Ludovic Courtès <ludo <at> gnu.org> writes:
> Yes, that's probably a good idea. At any rate, we only have
> `scm_to_locale_string ()' currently so it's not too late to add a single
> function with an encoding parameter in lieu of the proposed
> `scm_to_{utf8,utf16,utf32,ucs4,...}_string ()'.
>
> But first of all, one needs to implement Unicode support.
FWIW, I have a complete unicode support library for Guile called GuICU. It
lives at http://gano.sourceforge.net. It works for me, but, hasn't been
widely tested.
It is built on the large and cumbersome IBM ICU library. ICU encodes things
internally as UTF16, which I always though of as a poor idea, since neither
allows O(1) seeking of individual codepoints nor works so well with UTF-8.

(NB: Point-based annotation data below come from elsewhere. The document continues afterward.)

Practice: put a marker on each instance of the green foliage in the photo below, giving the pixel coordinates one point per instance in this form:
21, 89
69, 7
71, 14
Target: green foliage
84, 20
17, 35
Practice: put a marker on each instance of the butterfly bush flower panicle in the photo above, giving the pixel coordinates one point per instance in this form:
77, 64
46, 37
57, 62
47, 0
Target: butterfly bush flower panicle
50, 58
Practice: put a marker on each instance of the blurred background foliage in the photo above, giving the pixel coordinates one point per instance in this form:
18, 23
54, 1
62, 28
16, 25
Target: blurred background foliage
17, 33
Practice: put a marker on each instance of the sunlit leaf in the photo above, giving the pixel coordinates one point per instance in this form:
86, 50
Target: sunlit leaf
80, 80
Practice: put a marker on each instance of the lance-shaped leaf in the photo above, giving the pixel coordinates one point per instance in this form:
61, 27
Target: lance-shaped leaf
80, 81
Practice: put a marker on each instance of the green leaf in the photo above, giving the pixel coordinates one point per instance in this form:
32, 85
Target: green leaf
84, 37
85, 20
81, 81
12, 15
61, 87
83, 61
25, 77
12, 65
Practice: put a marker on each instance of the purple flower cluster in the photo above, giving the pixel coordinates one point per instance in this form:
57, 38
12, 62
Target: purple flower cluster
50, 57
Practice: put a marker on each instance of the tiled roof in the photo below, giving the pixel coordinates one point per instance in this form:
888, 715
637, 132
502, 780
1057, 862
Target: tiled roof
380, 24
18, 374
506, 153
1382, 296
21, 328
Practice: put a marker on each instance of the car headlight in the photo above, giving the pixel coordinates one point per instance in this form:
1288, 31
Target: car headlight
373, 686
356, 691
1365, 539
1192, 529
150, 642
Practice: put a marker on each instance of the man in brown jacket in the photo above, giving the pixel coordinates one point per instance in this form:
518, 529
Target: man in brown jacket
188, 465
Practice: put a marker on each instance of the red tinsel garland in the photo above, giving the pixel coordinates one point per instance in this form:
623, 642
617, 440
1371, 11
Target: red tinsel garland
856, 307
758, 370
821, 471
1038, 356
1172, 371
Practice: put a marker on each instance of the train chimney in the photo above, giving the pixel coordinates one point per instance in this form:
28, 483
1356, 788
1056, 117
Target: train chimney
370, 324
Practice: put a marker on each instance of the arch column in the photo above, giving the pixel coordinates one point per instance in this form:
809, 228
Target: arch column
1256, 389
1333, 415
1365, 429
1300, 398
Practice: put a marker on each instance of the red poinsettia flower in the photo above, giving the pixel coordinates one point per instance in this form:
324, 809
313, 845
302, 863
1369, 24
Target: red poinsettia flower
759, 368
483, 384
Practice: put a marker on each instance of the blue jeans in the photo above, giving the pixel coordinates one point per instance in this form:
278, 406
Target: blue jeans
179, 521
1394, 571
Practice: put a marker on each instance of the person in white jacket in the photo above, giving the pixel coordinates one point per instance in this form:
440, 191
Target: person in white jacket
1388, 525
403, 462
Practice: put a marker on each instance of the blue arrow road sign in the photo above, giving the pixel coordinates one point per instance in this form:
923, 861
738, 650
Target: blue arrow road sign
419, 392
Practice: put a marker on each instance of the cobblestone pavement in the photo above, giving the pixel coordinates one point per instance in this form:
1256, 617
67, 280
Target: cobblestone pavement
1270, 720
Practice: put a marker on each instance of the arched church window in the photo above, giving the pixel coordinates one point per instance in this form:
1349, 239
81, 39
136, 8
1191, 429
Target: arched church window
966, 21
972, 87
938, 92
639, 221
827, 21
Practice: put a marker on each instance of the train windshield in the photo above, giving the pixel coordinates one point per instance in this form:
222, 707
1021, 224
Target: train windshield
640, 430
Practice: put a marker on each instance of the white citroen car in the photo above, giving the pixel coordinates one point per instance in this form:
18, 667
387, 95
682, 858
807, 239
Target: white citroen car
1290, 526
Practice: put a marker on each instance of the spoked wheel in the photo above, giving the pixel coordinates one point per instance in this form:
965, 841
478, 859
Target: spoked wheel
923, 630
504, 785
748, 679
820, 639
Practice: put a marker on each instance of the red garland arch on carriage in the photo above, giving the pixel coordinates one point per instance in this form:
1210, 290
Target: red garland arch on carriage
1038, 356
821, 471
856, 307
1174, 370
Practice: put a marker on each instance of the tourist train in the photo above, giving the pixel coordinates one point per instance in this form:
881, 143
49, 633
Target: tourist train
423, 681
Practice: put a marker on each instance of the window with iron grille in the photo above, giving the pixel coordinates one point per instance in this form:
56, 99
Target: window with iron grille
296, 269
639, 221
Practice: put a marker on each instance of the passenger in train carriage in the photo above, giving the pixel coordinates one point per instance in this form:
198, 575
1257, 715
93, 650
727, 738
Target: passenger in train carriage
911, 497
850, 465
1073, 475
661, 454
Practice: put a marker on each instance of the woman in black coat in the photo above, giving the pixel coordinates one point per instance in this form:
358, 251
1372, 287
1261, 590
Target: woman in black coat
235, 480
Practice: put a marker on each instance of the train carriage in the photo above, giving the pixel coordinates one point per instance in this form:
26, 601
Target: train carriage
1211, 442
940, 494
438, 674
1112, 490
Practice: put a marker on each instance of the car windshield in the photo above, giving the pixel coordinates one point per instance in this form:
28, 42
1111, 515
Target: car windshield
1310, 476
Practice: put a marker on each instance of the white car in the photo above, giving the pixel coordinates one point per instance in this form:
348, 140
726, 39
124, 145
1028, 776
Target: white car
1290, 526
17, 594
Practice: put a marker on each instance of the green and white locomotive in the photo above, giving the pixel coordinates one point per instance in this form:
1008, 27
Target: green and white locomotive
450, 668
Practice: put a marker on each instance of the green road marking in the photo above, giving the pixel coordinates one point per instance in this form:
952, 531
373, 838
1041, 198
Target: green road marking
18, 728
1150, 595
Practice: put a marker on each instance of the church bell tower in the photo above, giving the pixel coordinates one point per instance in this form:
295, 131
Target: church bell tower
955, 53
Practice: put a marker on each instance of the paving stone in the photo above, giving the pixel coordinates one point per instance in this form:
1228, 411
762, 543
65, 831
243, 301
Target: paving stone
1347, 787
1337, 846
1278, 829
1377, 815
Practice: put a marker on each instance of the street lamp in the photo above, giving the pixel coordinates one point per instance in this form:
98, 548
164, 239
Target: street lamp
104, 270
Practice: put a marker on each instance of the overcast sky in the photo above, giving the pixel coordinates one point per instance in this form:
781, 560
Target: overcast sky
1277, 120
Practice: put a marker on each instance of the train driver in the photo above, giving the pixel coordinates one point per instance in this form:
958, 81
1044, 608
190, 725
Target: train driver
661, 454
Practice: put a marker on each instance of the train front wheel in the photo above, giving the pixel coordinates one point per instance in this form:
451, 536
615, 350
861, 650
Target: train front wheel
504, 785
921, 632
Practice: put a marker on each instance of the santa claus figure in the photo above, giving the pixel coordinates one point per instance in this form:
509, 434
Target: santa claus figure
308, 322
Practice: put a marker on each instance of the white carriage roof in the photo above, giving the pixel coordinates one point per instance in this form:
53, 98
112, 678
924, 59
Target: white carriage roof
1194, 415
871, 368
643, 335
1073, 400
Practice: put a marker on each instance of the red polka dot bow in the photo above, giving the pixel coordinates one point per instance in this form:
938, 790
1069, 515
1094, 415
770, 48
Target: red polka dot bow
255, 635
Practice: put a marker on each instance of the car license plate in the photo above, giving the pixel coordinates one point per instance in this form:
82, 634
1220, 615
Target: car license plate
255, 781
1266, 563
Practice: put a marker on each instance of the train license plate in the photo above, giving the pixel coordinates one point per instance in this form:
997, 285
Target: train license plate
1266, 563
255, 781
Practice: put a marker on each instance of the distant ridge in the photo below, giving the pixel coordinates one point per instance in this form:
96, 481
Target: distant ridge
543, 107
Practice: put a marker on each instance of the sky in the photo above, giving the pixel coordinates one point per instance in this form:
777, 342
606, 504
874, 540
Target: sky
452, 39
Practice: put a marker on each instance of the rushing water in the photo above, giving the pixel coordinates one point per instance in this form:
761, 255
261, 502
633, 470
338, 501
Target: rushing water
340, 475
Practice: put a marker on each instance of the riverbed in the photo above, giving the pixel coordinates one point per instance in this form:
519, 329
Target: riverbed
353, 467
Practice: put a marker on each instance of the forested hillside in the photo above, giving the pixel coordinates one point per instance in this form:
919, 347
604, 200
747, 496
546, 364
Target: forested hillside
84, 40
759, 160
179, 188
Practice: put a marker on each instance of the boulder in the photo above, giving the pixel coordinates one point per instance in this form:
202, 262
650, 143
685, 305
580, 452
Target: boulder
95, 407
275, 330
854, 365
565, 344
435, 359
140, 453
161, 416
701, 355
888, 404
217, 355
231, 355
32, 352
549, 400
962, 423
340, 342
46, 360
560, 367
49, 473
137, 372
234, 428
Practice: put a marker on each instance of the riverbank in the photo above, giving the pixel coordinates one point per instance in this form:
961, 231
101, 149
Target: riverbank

Based on my experience with ICU and putting this library together, and looking
at what r6rs claims should be the future for Unicode, I really do think that
UTF-32 is the way to go.
Alternately, one could build a string library where strings are represented as
either u8 or u32 vectors. If a string function is asked to operate on a u32
vector, it will assume a UTF32 encoding. If a string function is asked to
operate on a u8 vector it will either require a locale or, as a fallback,
treat the string as a raw byte vector.
This would be twice the work to implement, though.